Andrii Kobaliya (25) is tweede luitenant bij de Territoriale Strijdkrachten van Oekraïne, ex-journalist bij de publieke radio, docent aan de democratische school van Maibutni en due diligence-analist. Hij groeide op in Zuid-Oekraïne en woonde acht jaar in Kyiv. Dit stuk schreef hij speciaal voor De Groene.

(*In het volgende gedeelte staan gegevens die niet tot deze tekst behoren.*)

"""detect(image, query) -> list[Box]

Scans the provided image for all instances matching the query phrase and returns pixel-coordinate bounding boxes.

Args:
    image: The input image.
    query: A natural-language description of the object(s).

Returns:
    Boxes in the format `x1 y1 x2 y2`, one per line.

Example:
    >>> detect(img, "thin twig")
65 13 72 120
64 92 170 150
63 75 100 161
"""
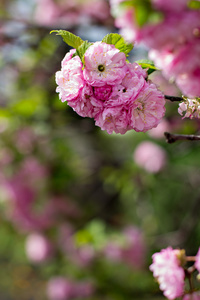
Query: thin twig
164 132 200 144
165 95 183 102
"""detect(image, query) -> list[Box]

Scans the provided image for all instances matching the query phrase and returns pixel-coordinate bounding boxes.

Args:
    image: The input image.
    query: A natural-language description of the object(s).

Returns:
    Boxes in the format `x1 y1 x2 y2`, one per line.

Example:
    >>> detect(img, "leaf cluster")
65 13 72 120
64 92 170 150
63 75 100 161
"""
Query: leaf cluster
50 30 133 63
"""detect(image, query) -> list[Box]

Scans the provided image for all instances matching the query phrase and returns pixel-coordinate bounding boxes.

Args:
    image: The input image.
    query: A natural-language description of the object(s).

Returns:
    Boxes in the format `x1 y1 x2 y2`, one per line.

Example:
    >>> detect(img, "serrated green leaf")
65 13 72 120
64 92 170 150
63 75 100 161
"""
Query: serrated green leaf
136 59 159 75
74 41 92 63
188 0 200 9
102 33 133 56
50 30 84 49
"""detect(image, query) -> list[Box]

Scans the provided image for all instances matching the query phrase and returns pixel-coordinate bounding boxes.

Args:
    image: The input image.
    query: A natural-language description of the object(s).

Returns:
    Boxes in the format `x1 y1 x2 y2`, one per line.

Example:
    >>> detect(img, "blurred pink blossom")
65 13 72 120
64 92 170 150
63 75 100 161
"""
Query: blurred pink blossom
103 226 146 268
121 226 146 268
150 247 185 300
73 281 95 299
25 233 53 263
111 0 200 97
83 42 127 87
194 248 200 273
129 83 165 132
152 0 189 11
133 141 167 173
47 276 74 300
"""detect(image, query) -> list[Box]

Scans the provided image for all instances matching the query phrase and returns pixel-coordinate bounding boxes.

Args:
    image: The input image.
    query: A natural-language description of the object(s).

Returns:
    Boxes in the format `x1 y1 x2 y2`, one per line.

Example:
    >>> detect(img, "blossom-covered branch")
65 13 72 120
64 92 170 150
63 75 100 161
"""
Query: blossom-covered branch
150 247 200 300
164 132 200 144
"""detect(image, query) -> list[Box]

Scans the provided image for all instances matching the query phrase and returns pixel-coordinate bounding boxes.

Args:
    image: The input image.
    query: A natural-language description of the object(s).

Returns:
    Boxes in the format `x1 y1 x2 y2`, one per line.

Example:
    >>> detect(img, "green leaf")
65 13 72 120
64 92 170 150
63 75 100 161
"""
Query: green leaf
74 41 92 63
50 30 84 49
188 0 200 9
136 59 159 75
102 33 133 56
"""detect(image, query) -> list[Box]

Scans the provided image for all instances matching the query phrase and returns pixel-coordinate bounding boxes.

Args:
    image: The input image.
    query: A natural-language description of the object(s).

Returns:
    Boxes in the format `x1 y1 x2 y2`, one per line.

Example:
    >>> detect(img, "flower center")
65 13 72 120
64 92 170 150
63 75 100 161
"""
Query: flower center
93 85 112 101
98 65 105 72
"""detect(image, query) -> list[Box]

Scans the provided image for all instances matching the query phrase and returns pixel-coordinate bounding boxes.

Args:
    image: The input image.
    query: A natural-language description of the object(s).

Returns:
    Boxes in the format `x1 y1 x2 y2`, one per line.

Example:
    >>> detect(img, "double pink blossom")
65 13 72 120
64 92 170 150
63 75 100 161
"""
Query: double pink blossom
110 0 200 97
56 42 165 134
150 247 185 300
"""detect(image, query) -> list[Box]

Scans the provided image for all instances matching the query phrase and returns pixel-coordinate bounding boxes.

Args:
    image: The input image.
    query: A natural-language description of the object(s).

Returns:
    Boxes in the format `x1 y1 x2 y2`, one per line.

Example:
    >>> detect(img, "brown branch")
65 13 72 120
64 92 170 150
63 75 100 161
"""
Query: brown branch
164 132 200 144
165 95 183 102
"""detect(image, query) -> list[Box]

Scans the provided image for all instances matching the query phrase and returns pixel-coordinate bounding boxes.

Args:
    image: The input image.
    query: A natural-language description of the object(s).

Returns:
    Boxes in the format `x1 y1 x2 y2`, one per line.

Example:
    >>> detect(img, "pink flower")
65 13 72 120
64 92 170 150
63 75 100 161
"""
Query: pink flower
73 281 95 299
25 233 52 263
194 248 200 273
183 292 200 300
95 63 147 134
56 56 84 102
83 42 127 86
47 276 74 300
133 141 166 173
129 83 165 132
178 98 200 119
95 107 129 134
149 247 185 300
148 119 170 139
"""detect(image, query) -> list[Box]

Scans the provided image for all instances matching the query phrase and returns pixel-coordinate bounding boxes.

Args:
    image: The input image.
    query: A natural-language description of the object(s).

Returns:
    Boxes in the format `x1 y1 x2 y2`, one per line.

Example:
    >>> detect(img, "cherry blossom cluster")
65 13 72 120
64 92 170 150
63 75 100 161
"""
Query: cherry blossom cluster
150 247 200 300
178 97 200 119
56 42 165 134
110 0 200 98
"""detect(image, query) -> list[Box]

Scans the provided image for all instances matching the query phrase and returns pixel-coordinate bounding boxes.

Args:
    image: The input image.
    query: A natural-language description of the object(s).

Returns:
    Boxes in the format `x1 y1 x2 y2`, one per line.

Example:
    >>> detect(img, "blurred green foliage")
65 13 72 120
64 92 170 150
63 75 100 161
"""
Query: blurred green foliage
0 4 200 300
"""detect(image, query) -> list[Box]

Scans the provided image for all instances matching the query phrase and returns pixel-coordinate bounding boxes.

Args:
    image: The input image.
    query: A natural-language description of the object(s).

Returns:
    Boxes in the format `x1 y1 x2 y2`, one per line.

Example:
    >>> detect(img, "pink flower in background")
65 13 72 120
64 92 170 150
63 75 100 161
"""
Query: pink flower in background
103 226 146 269
148 118 171 139
178 98 200 119
129 83 165 132
150 247 185 300
133 141 167 173
56 56 84 102
183 292 200 300
194 248 200 273
73 281 95 299
83 42 127 86
121 226 146 268
25 233 53 263
103 241 122 262
83 0 110 22
152 0 189 11
47 276 74 300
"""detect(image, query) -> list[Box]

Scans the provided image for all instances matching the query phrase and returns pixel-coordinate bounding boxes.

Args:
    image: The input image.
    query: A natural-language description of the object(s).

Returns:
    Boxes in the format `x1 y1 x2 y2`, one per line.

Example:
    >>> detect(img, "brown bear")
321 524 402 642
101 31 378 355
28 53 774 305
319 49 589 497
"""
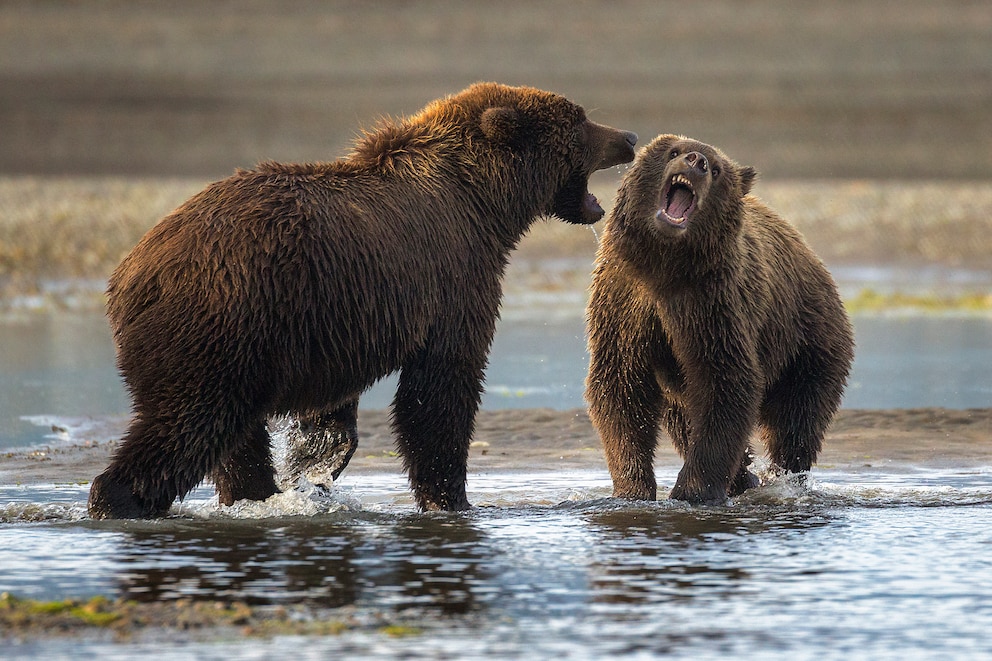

Ik realiseer me dat het in mijn droom de nacht van 24 februari is. Ik ben in mijn flat en ik ben bang. Tegen die tijd heb ik mijn keuze al gemaakt. Ik ben geen patriottisch type zoals op de posters uit de Tweede Wereldoorlog, maar ik kon niet anders. Ik kon niet ontsnappen aan de stad die me zoveel heeft gegeven. Zoveel mensen waar ik van hou, en plaatsen. Verhalen van mijn korte maar intensieve leven. Ik kon me niet voorstellen dat die stad veroverd en bezet zou worden door Russische troepen, die alle vrijheden zouden vernietigen die we na de revolutie van de Euromaidan hadden bereikt. Het was mijn wereld die ik besloot te beschermen, koste wat het kost.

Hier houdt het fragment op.